David Churchill Somervell (16 July 1885– 17 January 1965) was an English historian and teacher. He taught at three well-known English public schools – Repton, Tonbridge and Benenden – and was the author of several volumes of history and the editor of well-regarded abridgements of other historians' works.
Somervell was the son of Robert Somervell, a history master and bursar at Harrow School.[1] He was educated at Harrow and Magdalen College, Oxford. Becoming a schoolmaster himself, he taught at Repton from 1909 to 1919, with a break during the First World War, during which he served in the Ministry of Munitions.[2] In 1919 he was appointed history master at Tonbridge School, where he remained until his retirement in 1950.[3] In 1918, he married Dorothea, daughter of the Rev D Harford. They had one son and one daughter.[3] After retiring from Tonbridge he taught at the girls' school Benenden, which was close to his retirement home.[4]
In his Who's Who entry Somervell listed eleven of his books: A Short History of our Religion (1922); Disraeli and Gladstone (1925); English Thought in the Nineteenth Century (1928); The British Empire (1930); The Reign of King George the Fifth (1935); Robert Somervell of Harrow (1935); Livingstone (1936); A History of the United States (1942); A History of Tonbridge School (1947); British Politics since 1900 (1950); and Stanley Baldwin (1953).[3]
The Reign of King George V, (2nd ed, 1936) 550pp; has wide-ranging political, social and economic coverage, 1910–35. It is online free.[5]

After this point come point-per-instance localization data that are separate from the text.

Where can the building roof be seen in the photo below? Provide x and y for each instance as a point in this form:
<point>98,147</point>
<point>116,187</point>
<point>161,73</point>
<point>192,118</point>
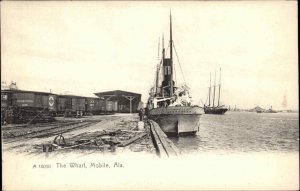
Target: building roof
<point>117,93</point>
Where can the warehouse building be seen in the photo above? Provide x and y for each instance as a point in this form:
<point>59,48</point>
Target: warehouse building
<point>124,102</point>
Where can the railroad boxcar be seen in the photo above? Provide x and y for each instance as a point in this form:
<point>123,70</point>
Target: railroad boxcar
<point>20,106</point>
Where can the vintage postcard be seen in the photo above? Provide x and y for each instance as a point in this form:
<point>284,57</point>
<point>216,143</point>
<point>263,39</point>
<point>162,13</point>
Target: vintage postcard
<point>149,95</point>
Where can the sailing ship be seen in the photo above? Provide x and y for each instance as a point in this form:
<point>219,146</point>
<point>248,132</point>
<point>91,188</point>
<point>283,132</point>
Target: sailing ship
<point>219,109</point>
<point>170,105</point>
<point>270,110</point>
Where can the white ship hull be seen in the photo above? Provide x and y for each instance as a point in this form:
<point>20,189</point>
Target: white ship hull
<point>181,120</point>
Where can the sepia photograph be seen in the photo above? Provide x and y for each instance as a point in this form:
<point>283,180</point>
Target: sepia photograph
<point>149,95</point>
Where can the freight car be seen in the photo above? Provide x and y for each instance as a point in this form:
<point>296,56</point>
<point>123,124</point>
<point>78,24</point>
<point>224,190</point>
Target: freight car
<point>20,106</point>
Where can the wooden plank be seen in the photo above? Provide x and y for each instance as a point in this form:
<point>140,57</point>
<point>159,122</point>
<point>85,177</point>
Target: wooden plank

In addition to his own original writings, Somervell gained a reputation for his skill at abridging lengthy histories and other works into single volumes. His obituarist in The Times singled out a condensation and conflation of "two massive Victorian biographies of Disraeli and Gladstone into one short volume which did not deter the reader", and regarded as his best-known work his compression of Arnold J. Toynbee's ten-volume A Study of History.[1] His abridgement of the Toynbee work was reissued in two volumes by the Oxford University Press in 1988.[6]